Pharmacologic modulation of incretin pathophysiology by GLP-1 receptor agonists and DPP-4 inhibitors significantly improved glycemic control, benefited β-cell function, improved dyslipidemia, and lowered the risk of hypoglycemia compared with insulin and sulfonylureas. Unlike the DPP-4 inhibitors, GLP-1 receptor agonist therapy also produced weight loss, an important consideration given the close association among T2DM, overweight/obesity, and cardiovascular disease. The most common adverse events with GLP-1 receptor agonist therapy included nausea (28%-44%), vomiting (13%-17%), and diarrhea (11%-17%), which generally reduced in incidence and severity with continued therapy. The tolerability profile of the DPP-4 inhibitors was very good, with the incidence of adverse events similar to that of placebo. There was a suggestion of an increased incidence of nasopharyngitis versus placebo (5%-6% vs 3%-4%) with sitagliptin and urinary tract infection (6.8% vs 6.1% with placebo) and headache with saxagliptin (6.5% vs 5.9% with placebo).
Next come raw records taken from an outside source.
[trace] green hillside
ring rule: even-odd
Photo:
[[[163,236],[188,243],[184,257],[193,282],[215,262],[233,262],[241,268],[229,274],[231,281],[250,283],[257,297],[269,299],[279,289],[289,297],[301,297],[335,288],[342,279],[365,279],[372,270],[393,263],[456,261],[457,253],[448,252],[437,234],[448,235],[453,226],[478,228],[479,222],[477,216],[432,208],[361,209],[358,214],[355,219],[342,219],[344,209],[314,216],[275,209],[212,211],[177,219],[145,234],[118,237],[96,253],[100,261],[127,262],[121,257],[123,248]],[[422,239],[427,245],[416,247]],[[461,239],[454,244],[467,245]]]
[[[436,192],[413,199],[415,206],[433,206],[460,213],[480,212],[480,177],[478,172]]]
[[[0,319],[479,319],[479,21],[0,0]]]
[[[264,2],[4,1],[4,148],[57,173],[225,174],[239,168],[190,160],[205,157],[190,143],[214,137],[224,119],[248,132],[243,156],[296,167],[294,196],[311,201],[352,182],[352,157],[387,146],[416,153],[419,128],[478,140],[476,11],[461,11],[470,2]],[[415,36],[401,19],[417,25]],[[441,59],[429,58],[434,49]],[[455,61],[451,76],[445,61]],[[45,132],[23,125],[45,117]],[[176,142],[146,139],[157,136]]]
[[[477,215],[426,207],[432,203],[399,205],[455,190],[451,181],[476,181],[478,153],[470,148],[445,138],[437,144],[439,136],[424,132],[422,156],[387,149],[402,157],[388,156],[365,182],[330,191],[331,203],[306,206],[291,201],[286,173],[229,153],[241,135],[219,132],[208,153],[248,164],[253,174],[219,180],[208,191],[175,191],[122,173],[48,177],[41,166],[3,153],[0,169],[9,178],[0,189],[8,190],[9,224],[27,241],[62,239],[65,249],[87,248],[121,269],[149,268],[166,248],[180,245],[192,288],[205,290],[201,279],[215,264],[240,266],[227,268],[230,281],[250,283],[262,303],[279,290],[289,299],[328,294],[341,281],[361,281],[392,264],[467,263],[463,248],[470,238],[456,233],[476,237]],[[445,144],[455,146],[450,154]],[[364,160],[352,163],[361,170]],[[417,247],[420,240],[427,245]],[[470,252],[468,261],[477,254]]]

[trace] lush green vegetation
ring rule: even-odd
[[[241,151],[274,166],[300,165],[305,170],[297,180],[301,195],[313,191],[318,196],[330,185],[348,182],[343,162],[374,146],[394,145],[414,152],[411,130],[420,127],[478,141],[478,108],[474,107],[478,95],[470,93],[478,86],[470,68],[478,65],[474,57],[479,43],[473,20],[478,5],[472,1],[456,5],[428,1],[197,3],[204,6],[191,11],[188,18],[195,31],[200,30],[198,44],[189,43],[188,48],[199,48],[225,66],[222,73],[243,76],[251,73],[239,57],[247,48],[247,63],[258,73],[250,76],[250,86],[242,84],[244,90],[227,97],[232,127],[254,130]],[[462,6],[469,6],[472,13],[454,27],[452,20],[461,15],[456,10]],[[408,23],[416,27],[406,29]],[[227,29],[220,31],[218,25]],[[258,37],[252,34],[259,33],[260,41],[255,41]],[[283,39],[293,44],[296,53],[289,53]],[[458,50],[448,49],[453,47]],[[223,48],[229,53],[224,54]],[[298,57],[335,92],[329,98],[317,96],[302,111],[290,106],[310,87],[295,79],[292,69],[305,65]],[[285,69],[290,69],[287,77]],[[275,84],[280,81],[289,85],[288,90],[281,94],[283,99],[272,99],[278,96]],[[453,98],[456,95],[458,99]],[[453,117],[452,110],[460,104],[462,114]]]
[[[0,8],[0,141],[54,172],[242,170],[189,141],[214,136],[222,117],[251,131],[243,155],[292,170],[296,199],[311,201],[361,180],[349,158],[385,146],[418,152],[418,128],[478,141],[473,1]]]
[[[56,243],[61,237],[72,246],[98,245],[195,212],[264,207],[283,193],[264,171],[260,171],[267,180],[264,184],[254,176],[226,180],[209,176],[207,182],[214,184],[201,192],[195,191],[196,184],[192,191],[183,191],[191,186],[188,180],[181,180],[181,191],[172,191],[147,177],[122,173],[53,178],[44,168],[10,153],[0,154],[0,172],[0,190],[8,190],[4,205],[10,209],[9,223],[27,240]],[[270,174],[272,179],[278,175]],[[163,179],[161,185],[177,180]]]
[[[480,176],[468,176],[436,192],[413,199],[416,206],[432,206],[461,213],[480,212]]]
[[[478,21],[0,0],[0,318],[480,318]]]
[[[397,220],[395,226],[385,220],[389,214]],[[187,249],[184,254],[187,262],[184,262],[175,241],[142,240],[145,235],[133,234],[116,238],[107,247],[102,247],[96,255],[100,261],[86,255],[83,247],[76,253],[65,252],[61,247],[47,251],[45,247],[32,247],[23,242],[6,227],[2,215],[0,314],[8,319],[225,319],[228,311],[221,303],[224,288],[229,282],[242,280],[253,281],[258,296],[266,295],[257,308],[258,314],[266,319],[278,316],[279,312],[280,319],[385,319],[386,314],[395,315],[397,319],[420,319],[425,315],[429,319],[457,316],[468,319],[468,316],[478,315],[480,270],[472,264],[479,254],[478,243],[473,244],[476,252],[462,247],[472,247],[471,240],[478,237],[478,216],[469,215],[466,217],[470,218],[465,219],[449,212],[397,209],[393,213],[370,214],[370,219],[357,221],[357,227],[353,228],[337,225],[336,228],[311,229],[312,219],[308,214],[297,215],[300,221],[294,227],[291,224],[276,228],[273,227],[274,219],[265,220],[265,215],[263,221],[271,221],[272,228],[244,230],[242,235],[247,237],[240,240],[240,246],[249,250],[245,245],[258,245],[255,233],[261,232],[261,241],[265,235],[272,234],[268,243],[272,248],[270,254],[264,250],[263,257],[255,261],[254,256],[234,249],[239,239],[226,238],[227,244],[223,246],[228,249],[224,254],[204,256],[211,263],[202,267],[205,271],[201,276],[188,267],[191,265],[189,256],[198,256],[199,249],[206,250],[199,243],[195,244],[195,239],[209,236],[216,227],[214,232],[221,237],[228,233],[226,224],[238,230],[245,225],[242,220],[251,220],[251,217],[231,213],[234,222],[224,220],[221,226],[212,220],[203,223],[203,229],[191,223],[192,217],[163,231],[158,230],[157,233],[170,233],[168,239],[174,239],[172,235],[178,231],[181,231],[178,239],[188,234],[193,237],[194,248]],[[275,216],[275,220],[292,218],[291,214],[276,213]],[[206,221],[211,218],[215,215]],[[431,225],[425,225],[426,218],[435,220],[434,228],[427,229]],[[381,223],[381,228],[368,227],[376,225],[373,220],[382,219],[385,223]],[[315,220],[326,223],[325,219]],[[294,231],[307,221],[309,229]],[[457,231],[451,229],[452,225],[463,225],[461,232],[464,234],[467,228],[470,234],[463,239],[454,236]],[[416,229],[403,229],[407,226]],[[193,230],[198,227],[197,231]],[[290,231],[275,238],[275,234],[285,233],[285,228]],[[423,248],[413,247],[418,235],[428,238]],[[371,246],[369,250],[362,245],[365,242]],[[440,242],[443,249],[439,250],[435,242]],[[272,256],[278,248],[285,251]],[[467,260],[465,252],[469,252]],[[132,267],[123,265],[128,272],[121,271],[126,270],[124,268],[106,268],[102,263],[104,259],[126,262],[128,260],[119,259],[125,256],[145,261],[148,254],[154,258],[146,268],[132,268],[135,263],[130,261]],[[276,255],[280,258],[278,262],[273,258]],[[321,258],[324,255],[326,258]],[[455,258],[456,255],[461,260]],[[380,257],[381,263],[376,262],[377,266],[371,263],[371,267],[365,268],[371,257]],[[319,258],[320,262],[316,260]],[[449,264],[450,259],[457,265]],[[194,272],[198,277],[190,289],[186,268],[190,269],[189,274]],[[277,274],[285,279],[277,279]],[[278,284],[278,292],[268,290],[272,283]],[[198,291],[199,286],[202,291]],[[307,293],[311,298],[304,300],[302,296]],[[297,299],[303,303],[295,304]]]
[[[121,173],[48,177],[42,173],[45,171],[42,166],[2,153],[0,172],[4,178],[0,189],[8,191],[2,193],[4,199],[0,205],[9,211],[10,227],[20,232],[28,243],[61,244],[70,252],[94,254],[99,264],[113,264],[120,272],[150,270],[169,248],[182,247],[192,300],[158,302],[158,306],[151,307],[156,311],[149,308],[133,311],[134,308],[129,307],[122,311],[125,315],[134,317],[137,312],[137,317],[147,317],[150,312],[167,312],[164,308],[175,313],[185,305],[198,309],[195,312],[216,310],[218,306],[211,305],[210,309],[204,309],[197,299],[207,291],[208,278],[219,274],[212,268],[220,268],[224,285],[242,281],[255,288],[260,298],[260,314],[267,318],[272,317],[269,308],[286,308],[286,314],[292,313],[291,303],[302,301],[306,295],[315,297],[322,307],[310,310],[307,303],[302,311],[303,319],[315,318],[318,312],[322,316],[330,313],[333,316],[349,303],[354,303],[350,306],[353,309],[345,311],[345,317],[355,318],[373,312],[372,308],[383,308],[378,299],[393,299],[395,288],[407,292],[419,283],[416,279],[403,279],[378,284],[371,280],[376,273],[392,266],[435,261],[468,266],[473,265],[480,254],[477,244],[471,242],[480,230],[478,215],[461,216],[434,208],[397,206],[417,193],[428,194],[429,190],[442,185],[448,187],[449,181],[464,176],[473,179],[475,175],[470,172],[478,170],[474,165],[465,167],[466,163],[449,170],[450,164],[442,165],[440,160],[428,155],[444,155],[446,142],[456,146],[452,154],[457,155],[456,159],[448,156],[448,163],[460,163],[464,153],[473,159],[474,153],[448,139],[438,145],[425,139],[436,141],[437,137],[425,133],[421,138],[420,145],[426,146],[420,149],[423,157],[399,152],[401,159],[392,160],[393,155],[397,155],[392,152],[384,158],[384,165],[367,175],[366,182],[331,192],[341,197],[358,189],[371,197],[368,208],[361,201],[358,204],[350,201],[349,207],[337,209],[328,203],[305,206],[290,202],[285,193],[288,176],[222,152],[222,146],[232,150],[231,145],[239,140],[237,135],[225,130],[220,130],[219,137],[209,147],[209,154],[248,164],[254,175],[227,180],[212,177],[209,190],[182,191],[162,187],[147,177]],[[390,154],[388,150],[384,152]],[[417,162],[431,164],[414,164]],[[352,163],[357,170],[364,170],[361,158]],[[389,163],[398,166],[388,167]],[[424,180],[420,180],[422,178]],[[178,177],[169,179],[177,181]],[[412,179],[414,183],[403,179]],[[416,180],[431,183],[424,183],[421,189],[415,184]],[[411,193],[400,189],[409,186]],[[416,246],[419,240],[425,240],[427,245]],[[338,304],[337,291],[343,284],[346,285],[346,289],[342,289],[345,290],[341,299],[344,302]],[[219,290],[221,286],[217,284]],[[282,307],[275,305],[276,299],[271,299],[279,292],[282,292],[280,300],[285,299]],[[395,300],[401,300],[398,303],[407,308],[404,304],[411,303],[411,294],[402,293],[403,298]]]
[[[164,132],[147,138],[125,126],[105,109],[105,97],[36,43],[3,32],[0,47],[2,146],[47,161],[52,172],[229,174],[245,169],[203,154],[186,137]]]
The 2 incretin drug classes provided effective and consistent glycemic control with a good tolerability profile. These agents might also improve long-term β-cell function and either reduce body weight or be weight neutral. Their role in the therapeutic armamentarium of T2DM is evolving as their potential strengths and weaknesses become better defined.
葡萄糖稳态是一系列激素(包括胰岛素、胰高血糖素、胰岛淀粉样多肽和肠促胰岛素)复杂相互作用的结果。肠促胰岛素是肠道内分泌细胞在进食后释放的。肠促胰岛素功能障碍以及其他一些缺陷与 2 型糖尿病(T2DM)的发病机制有关。恢复肠促胰岛素活性的疗法可能会降低糖尿病的病理生理后果。
本文旨在综述肠促胰岛素生理学,以及开发用于治疗 T2DM 的胰高血糖素样肽-1(GLP-1)受体激动剂和二肽基肽酶-4(DPP-4)抑制剂的研究。这些药物专门针对 T2DM 患者的肠促胰岛素反应减弱。
通过在 MEDLINE 和 EMBASE 数据库中使用“肠促胰岛素、2 型糖尿病、GLP-1、葡萄糖依赖性胰岛素释放肽和 DPP-4”等搜索词,检索了 1995 年至 2010 年期间的相关英文文献。选择了描述糖尿病和肠促胰岛素生理学在健康和 T2DM 中流行病学的相关细节的综述文章和临床前及临床试验进行综述和纳入。临床研究用于描述 GLP-1 受体激动剂和 DPP-4 抑制剂在 T2DM 患者中的临床疗效和安全性。选择了个别系统评价文章和/或汇总特定药物大量临床试验的荟萃分析,以总结关键数据。
与胰岛素和磺酰脲类药物相比,GLP-1 受体激动剂和 DPP-4 抑制剂对肠促胰岛素病理生理学的药物调节显著改善了血糖控制,有利于β细胞功能,改善了血脂异常,并降低了低血糖风险。与 DPP-4 抑制剂不同,GLP-1 受体激动剂治疗还可导致体重减轻,鉴于 T2DM、超重/肥胖和心血管疾病之间的密切关联,这是一个重要的考虑因素。GLP-1 受体激动剂治疗最常见的不良反应包括恶心(28%-44%)、呕吐(13%-17%)和腹泻(11%-17%),随着持续治疗,这些不良反应的发生率和严重程度通常会降低。DPP-4 抑制剂的耐受性良好,不良反应的发生率与安慰剂相似。与安慰剂相比,西格列汀的不良反应发生率略有增加(5%-6%比 3%-4%),尿路感染(6.8%比安慰剂 6.1%)和头痛(6.5%比安慰剂 5.9%)发生 saxagliptin。
这 2 种肠促胰岛素药物类别提供了有效的、一致的血糖控制,具有良好的耐受性。这些药物还可能改善长期的β细胞功能,或减轻体重,或保持体重不变。随着对它们的潜在优势和劣势的认识不断加深,它们在 T2DM 治疗武器库中的作用正在不断发展。